Bulgarians have begun withdrawing euros for the first time after the former communist nation joined the euro currency union as its 21st member.
Cash machines in the capital, Sofia, dispensed brand new euro banknotes, which are replacing the lev. It will still be in use for cash payments in January.
However, people will receive only euros in change.
The country of nearly 6.7 million people was one of the poorest when it first became a member of the European Union in 2007.
Joining the European single-currency system means deeper EU integration after its 1989 transition from a Soviet-style economy to democracy and free markets.
However, the historic milestone arrives amid political instability, with the conservative-led government forced to resign earlier this month following nationwide anti-corruption protests, and skepticism among ordinary people, fueled by fears of price rises.

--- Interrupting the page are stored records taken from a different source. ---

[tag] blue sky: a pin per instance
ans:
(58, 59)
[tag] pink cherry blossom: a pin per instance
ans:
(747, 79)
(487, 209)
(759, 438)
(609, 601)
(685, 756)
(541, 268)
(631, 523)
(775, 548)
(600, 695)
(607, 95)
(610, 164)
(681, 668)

The government had to beat down inflation to 2.7% earlier this year to comply with EU rules and win approval from EU leaders. But its resignation left the country without a regular budget for next year, hampering reforms and the use of the 27-member bloc’s support funds, fueling protests.
Nationalist and pro-Russian groups in Bulgaria have also exploited fears that the switch to the euro will allegedly lead to more poverty and loss of national identity.
Countries that join the EU commit to the euro, but actually joining can take years and some members are in no hurry. Croatia was the last to join in 2023.